There’s a lot of good to be said for the basic idea that’s working its way through the legislative process: Reward good teachers for their skill, weed out the weak ones regardless of their seniority.
Who wouldn’t want their children taught by the best? Who wouldn’t want to work alongside colleagues who are all innovative and hard working?
There are, however, many pitfalls between idea and execution, particularly in this case.
Perhaps no problem is knottier than that of designing incentives and assessments that will produce desired results. Business has grappled with the problem for centuries: How do you create a pay and review plan that will reward the best workers, get rid of the bad ones, avoid accidentally classing good workers among the bad, not run up costs, and still provide the kind of opportunity that attracts the best and the brightest?
The first problem lies in defining goals. Unless we can agree exactly what outcome we want teachers to produce, it is not possible to assess or reward results accurately.

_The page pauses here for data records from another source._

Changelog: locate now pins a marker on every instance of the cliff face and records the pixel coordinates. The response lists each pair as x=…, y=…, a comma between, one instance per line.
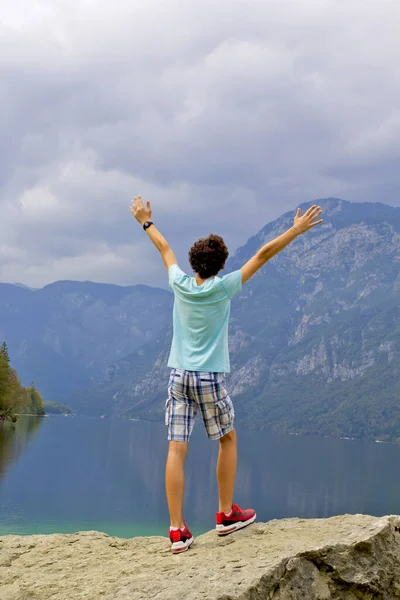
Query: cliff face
x=65, y=335
x=314, y=335
x=340, y=558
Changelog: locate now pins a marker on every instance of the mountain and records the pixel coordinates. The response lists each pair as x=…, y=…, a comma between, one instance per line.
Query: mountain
x=314, y=335
x=64, y=335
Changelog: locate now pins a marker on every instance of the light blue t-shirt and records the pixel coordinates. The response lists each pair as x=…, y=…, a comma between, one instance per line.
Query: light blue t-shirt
x=200, y=320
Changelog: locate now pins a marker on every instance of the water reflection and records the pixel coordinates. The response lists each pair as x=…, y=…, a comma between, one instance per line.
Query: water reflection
x=109, y=475
x=14, y=438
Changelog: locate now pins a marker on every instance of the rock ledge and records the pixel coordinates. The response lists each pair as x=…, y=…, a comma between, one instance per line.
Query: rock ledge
x=344, y=557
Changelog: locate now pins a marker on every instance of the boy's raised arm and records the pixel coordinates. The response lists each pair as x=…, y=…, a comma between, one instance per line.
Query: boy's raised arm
x=301, y=225
x=143, y=214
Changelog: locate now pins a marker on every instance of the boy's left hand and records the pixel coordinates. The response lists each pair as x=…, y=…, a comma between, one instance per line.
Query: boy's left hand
x=138, y=210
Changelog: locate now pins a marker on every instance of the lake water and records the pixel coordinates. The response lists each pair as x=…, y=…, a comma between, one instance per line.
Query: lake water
x=66, y=474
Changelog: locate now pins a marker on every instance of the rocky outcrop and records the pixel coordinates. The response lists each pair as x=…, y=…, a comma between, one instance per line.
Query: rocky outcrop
x=345, y=557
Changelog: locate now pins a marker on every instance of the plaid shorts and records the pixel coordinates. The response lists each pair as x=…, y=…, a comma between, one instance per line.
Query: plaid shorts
x=189, y=391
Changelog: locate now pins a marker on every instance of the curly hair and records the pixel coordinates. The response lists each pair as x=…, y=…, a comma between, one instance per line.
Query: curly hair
x=208, y=256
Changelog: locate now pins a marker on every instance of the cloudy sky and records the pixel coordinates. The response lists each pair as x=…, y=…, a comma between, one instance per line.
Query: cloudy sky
x=224, y=114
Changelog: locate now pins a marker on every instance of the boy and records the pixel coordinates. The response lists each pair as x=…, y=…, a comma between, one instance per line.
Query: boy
x=199, y=358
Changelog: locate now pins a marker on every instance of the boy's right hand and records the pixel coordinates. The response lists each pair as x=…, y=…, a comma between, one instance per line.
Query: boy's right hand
x=305, y=222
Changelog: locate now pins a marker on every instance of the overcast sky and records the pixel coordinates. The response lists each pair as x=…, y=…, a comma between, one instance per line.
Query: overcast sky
x=224, y=114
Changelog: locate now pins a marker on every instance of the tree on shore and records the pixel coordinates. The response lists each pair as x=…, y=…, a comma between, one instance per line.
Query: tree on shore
x=14, y=398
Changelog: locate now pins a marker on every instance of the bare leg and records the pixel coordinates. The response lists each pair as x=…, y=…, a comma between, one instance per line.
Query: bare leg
x=175, y=481
x=226, y=470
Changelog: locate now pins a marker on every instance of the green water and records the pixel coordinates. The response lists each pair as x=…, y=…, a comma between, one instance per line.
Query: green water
x=68, y=474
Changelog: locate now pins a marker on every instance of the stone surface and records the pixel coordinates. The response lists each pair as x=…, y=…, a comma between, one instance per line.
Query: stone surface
x=345, y=557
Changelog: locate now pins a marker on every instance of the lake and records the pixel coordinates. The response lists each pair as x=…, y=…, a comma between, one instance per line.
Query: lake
x=66, y=474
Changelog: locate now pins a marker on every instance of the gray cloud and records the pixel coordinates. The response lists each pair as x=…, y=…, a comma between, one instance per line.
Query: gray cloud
x=223, y=114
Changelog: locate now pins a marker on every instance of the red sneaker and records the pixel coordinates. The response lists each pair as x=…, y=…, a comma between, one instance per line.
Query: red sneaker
x=237, y=519
x=180, y=540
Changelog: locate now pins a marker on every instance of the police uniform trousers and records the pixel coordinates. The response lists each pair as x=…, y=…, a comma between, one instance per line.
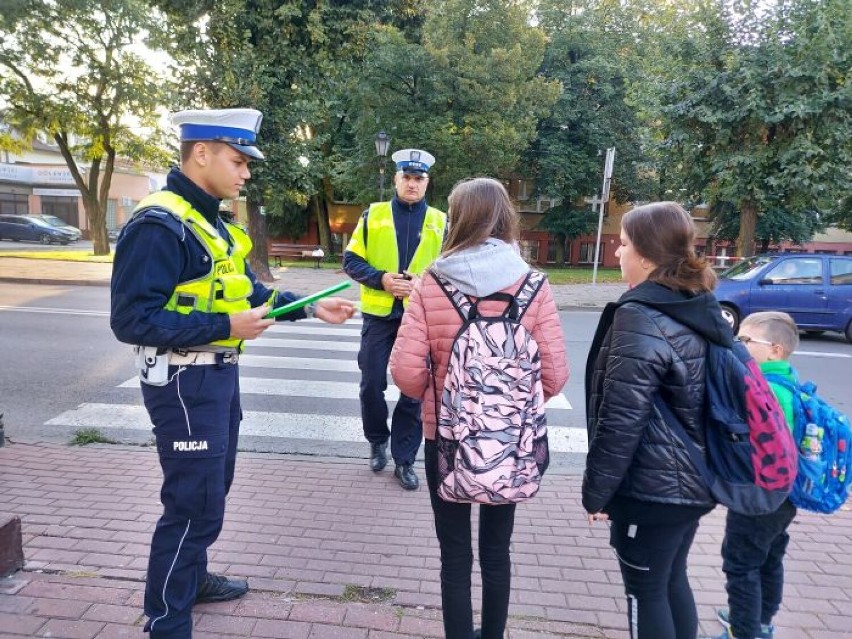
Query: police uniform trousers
x=196, y=420
x=406, y=431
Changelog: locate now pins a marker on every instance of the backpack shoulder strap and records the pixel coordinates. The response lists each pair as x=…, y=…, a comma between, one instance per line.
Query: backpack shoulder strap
x=529, y=289
x=461, y=302
x=364, y=216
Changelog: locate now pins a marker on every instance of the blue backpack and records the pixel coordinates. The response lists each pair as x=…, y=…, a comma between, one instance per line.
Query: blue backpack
x=824, y=437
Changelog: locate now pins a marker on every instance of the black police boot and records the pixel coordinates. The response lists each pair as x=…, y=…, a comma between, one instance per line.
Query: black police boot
x=405, y=474
x=378, y=456
x=218, y=588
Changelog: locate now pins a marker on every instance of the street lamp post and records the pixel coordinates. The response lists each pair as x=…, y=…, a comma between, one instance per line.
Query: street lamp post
x=382, y=144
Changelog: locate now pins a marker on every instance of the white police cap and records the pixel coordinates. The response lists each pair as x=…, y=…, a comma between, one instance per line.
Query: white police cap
x=235, y=127
x=413, y=161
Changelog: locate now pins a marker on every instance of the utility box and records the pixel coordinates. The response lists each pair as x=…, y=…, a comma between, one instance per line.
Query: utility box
x=11, y=545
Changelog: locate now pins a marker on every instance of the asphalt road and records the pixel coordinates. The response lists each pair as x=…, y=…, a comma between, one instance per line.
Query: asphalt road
x=58, y=353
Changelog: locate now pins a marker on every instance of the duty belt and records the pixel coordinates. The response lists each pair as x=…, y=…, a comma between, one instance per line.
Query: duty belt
x=199, y=358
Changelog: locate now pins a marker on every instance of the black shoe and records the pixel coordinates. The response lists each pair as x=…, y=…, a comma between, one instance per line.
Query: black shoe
x=217, y=588
x=407, y=479
x=378, y=456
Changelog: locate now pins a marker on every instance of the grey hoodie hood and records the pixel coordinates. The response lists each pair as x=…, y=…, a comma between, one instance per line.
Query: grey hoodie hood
x=484, y=269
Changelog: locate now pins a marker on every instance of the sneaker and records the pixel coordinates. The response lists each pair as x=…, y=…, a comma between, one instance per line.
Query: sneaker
x=767, y=631
x=406, y=476
x=218, y=588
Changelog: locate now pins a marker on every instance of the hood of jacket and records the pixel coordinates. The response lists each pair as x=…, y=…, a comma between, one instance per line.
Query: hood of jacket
x=700, y=312
x=483, y=269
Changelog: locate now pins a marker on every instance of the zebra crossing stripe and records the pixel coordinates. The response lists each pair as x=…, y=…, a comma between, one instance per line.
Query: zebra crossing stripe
x=270, y=424
x=323, y=389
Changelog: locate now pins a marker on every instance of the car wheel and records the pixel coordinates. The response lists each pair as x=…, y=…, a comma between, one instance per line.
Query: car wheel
x=730, y=315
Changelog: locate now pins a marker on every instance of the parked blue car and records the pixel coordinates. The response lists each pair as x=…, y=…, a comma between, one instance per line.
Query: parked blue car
x=815, y=289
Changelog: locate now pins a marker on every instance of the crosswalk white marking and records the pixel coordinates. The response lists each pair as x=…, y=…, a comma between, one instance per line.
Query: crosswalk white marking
x=281, y=425
x=314, y=345
x=314, y=337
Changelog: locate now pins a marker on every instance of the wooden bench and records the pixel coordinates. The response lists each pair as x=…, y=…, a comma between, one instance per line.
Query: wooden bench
x=300, y=251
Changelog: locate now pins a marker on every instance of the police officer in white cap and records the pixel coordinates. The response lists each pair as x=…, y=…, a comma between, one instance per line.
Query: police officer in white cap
x=393, y=243
x=183, y=294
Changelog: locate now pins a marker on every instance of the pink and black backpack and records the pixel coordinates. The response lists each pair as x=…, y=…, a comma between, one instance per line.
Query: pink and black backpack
x=492, y=426
x=751, y=458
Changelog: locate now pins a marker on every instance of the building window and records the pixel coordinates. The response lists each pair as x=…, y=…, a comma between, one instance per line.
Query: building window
x=587, y=253
x=14, y=203
x=529, y=250
x=65, y=208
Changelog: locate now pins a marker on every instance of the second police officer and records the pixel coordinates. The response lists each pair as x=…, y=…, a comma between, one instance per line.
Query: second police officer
x=183, y=294
x=393, y=243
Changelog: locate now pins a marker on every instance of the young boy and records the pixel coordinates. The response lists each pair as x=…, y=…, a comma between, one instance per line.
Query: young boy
x=753, y=548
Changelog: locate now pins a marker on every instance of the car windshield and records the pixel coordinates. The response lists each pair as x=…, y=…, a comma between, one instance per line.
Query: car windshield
x=747, y=269
x=39, y=221
x=53, y=220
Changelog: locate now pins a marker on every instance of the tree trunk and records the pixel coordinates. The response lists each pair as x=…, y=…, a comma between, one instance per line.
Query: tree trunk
x=323, y=226
x=560, y=249
x=748, y=223
x=259, y=256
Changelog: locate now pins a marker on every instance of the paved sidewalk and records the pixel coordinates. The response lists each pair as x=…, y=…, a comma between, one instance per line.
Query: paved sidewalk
x=299, y=280
x=333, y=550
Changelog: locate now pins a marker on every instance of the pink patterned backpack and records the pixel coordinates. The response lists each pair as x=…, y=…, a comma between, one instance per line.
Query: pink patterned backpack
x=492, y=427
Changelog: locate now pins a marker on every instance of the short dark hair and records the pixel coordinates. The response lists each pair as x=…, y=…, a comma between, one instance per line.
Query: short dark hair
x=187, y=145
x=664, y=234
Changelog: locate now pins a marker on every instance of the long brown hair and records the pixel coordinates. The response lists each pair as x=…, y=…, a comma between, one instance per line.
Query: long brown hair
x=480, y=208
x=664, y=234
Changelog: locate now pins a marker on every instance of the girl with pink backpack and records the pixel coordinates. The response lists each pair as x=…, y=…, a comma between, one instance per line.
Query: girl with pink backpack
x=480, y=309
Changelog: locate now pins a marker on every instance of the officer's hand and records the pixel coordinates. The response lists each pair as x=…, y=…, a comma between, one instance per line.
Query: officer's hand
x=249, y=324
x=334, y=310
x=390, y=282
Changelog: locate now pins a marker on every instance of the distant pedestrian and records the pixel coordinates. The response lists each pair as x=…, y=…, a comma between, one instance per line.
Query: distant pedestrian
x=754, y=546
x=183, y=294
x=638, y=474
x=390, y=248
x=479, y=260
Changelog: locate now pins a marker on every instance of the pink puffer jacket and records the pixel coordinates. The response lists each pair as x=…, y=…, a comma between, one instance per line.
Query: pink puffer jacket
x=416, y=337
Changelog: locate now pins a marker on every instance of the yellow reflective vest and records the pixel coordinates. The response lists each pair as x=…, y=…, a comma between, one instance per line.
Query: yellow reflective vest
x=225, y=288
x=380, y=250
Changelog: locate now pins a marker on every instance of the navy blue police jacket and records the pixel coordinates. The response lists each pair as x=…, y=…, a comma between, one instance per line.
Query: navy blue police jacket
x=408, y=223
x=153, y=254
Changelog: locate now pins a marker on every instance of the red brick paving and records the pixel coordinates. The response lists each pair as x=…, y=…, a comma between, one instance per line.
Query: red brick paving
x=307, y=531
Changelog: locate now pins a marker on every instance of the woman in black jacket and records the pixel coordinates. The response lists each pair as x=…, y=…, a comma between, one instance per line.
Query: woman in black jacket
x=651, y=344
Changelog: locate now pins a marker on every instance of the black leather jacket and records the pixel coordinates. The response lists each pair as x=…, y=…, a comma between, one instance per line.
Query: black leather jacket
x=653, y=341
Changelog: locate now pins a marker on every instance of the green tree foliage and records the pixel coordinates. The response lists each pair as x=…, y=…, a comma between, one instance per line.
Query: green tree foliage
x=470, y=93
x=756, y=108
x=589, y=54
x=296, y=62
x=70, y=69
x=773, y=227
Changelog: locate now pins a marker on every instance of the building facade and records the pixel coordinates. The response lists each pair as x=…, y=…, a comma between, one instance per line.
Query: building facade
x=38, y=182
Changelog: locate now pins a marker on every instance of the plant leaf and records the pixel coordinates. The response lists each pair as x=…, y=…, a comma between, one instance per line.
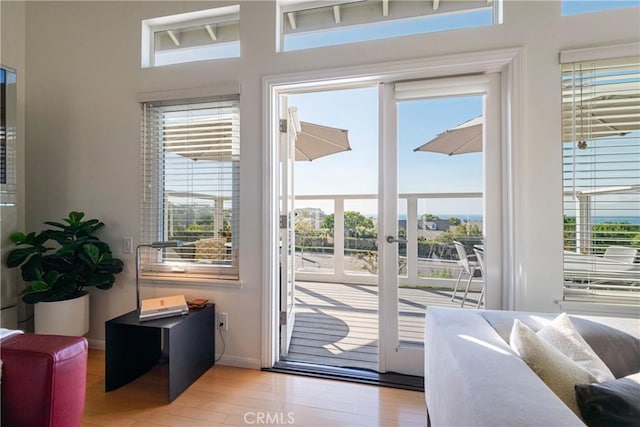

The second problem lies in how we measure results, and this is one of the big arguments about the plan that lawmakers approved earlier this week. Student achievement on standard tests might sound like a good yardstick. But what happens to the teacher who, through the luck of the draw, gets a below-average class full of students a couple of years in a row? When the results are bad do we run that usually good teacher off?
Or what about the usually excellent teacher who hits a rough patch in her personal life — bad health, family problems — which is reflected in her work. Happens in every profession. Should we run off a quality professional because of a short-term problem?
On the other hand, what’s to keep a teacher from “teaching to the test,” producing students who excel at passing a specific exam, but whose knowledge is only skin deep? When money and jobs are on the line, people find the easiest way.
And as was proven in a Chicago schools study, those who are desperate will evade the rules.
So much for basing evaluations on student achievement. What about peer reviews? Shouldn’t teachers be able to evaluate each other’s work? Sure. But peer review is infamously flawed, because very, very few people have the nerve to produce a bad review when it might cost their subject — even a complete stranger — money or a job.
Then there is the biggest problem of them all: The whole system of evaluation and reward is being planned by people who are very popular, but basically clueless on the subjects of education and economic incentives — in a word, politicians.
To make matters worse, the politicians have to make a plan that sounds good — which is not the same as being good — not only to their own colleagues but to a governor whose views are radically different. In another word — a compromise.
So added to the fiendishly difficult challenge of matching rewards to goals — something brilliant business executives can seldom get right — is the reality that Minnesota’s plan will be hashed out by committees.
Then, when flaws in the plan become apparent, the only remedy will be to go through the whole political process again with the same slim chance of getting it right.
Those are not encouraging words for those who want to see improvements in education, including the educators who will be the victims — er, make that “subjects” — of the new rules.
There is no perfect way to work through this process. But if legislators wanted the best possible results, they would appoint an educator, an economist and a politician — three smart, distinguished people — to a panel with authority to establish a review and incentive plan revise it annually for the next five years.
There would be some rough patches along the way, because changing a decades-old system is never easy. But we might eventually end up with something that everyone could live with — including better-educated kids.